Practice-Ready or Practice-Shocked: The Reality of Veterinary Practice. Epilogue: Becoming (#621)
- Rick LeCouteur
- 24 hours ago
- 3 min read

There is something quietly misleading about the way we speak of professions.
We talk about training, as though it is a finite process.
We talk about qualification, as though it marks an arrival.
We talk about being ready, as though readiness is a destination.
And yet, if this series has suggested anything, it is this:
Veterinary medicine is not something one finishes learning.It is something one enters.
Looking Back
Across these essays, we have walked a path that will feel familiar to many:
The confidence of graduation.
The uncertainty of early decisions.
The weight of communication.
The tension between ideal and possible.
The emotional undercurrent that runs through every case.
The quiet, formative influence of mentorship.
The structures - educational and corporate - that shape practice
None of these stand alone.
They are threads.
And together, they form something more complex than a curriculum, more enduring than a first job, more human than a set of clinical skills.
They form a life in the profession.
What We Do Not Say Enough
There are things we do not say often enough to those entering veterinary medicine.
We do not say:
That uncertainty will remain, even as experience grows.
That mistakes will occur, and that they will teach more than success.
That not every case will resolve as hoped.
That the emotional weight of the work is real and cumulative.
And yet, these truths do not diminish the profession.
They define it.
The Quiet Accumulation
Becoming a veterinarian is not a single transformation.
It is an accumulation of:
Cases seen.
Conversations held.
Decisions made.
Moments remembered.
Some will stand out:
The case that went unexpectedly well.
The one that did not,
The client who thanked you.
The one who challenged you.
Others will fade.
But all contribute.
Over time, something takes shape - not suddenly, but steadily.
A way of thinking.
A way of speaking.
A way of being with clients, with animals, and with oneself.
A Different Kind of Expertise
In the early years, expertise is often imagined as certainty.
Knowing the answer.
Acting without hesitation.
But with time, that image changes.
True expertise begins to look like:
Comfort with uncertainty.
Clarity in communication.
Thoughtfulness in decision-making.
An awareness of limits.
It is less about having all the answers.
More about knowing how to approach the questions.
The Role of Perspective
Perspective is perhaps the most valuable, and least teachable, element of the profession.
It comes from:
Seeing patterns over time.
Recognizing what matters most in a given moment.

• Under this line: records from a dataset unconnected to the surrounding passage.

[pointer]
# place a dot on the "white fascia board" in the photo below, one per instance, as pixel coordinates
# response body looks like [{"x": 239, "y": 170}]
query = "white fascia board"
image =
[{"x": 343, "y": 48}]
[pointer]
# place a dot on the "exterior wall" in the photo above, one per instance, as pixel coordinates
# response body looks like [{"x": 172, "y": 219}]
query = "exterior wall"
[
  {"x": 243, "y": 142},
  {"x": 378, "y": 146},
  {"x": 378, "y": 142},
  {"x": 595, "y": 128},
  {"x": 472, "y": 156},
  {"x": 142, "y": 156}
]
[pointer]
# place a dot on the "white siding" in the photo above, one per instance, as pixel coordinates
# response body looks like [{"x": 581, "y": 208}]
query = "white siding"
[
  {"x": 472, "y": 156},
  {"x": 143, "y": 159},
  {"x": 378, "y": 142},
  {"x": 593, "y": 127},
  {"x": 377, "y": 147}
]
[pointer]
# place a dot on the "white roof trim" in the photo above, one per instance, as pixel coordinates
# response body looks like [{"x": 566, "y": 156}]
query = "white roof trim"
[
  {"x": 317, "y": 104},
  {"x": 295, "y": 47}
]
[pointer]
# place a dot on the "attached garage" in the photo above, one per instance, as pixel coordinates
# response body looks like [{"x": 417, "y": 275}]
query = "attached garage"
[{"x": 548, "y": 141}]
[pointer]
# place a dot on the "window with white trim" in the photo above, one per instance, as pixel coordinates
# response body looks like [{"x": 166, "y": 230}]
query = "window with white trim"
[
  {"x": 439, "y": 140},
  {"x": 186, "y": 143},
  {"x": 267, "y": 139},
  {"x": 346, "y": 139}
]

Understanding that not every problem has a perfect solution.
It allows the veterinarian to:
Balance ideals with reality.
Offer guidance without rigidity.
Remain engaged without becoming overwhelmed.

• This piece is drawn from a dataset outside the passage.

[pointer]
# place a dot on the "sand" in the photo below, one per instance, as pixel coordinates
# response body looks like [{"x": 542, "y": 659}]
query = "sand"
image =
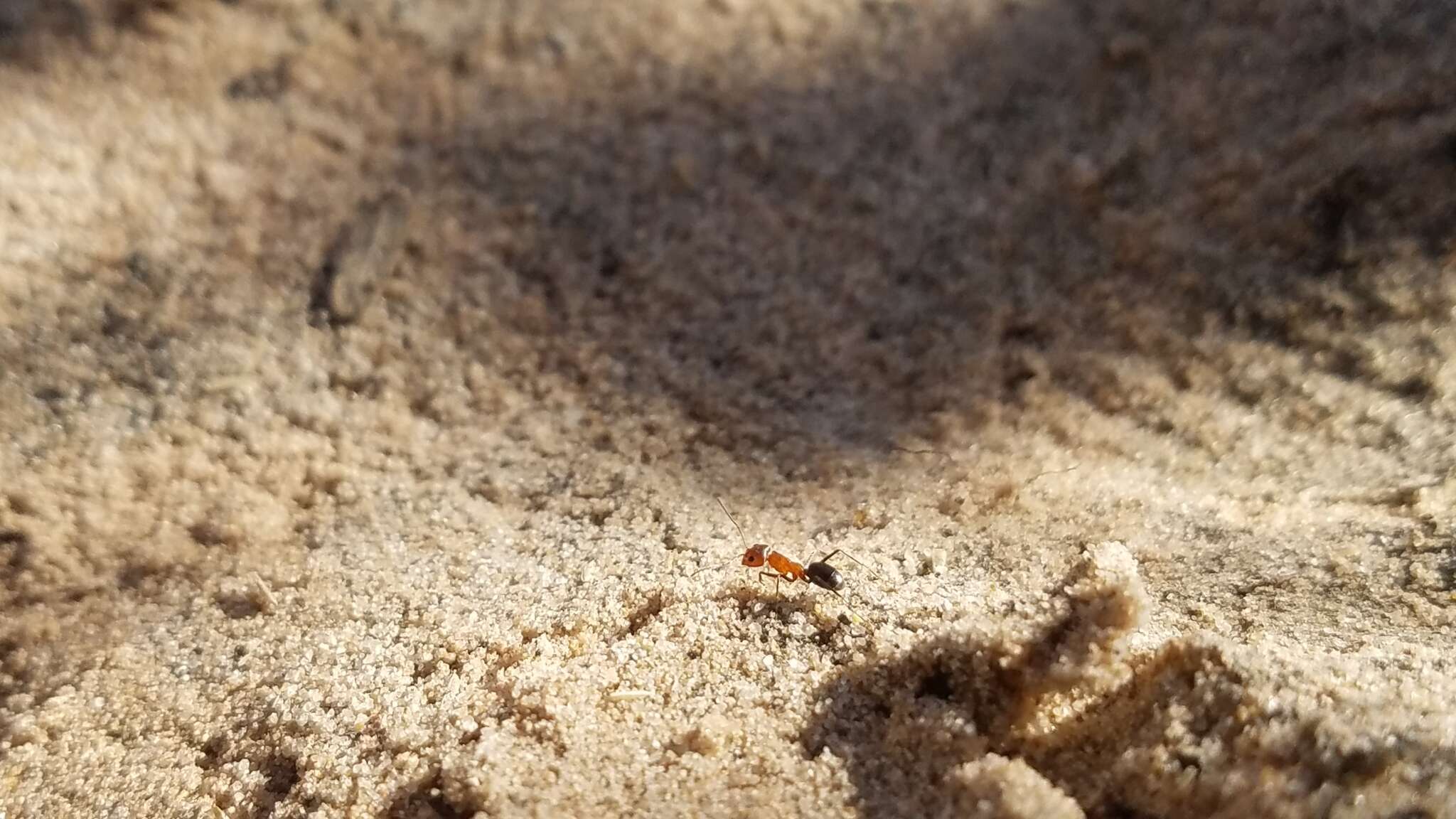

And importantly, it brings a quiet steadiness to the work.
For Those Beginning
To the new graduate, standing at the edge of practice, there may still be a question:
Am I ready?
The answer, as we have seen, is layered.
You are ready:
To begin.
To think.
To care.
To learn.
You are not expected:
To know everything.
To decide perfectly.
To carry every outcome without question.
The profession does not require perfection.
It asks for engagement.
For Those Further Along
For those who have traveled further, there is another question:
What now?
The answer may lie not in doing more, but in sharing more.
Sharing experience.
Sharing uncertainty.
Sharing the reasoning behind decisions.
Because what once felt instinctive was, at one time, learned.
And in offering that learning to others, the profession continues.
What Endures?
Amid all the change in education, in practice models, and in societal expectations, certain things remain constant:
The presence of an animal in need.
The concern of the person who brings it.
The moment of decision that follows.
These are the fixed points.
Everything else evolves around them.
A Final Return
Let us return, one last time, to the question that has quietly threaded its way through this series:
“What would you do if this were your animal?”

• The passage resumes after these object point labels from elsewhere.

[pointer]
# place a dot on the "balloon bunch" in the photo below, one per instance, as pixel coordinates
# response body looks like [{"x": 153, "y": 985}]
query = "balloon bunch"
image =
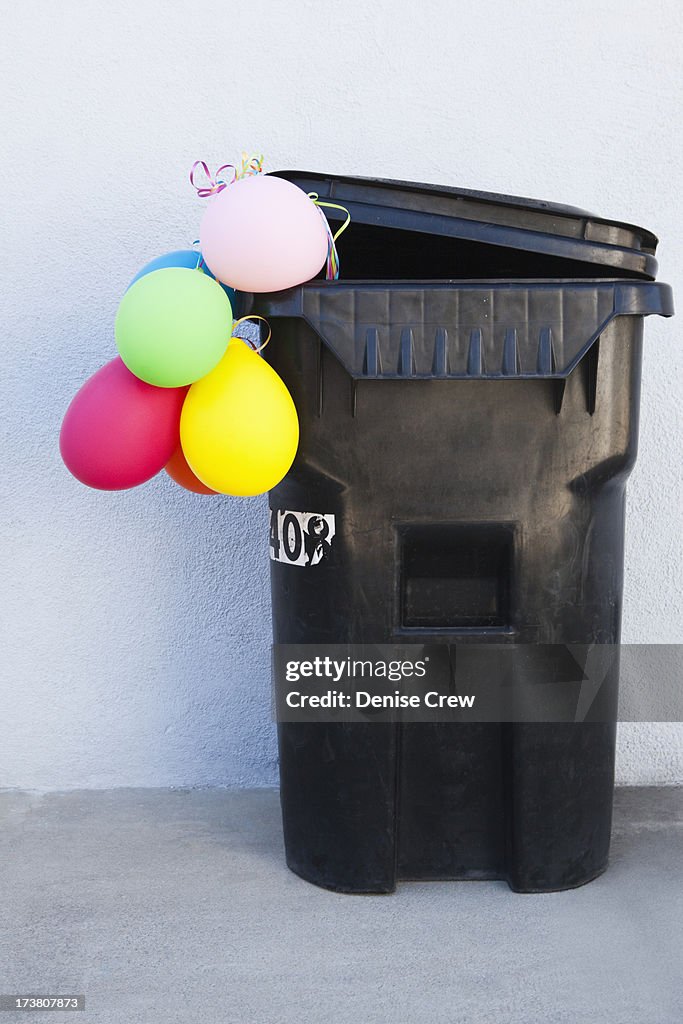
[{"x": 185, "y": 394}]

It is a question that cannot be answered by knowledge alone.
It draws upon:
Experience.
Judgment.
Communication.
Compassion.
And, over time, something deeper:
A sense of what it means to be a veterinarian.
Closing
There is no clear line between being unprepared and being experienced.
Only a gradual movement:
From learning to practicing to becoming.
And perhaps that is the most honest conclusion of all.
Veterinary school does not produce finished veterinarians.
The profession does.
Patient by patient. Client by client. Year by year.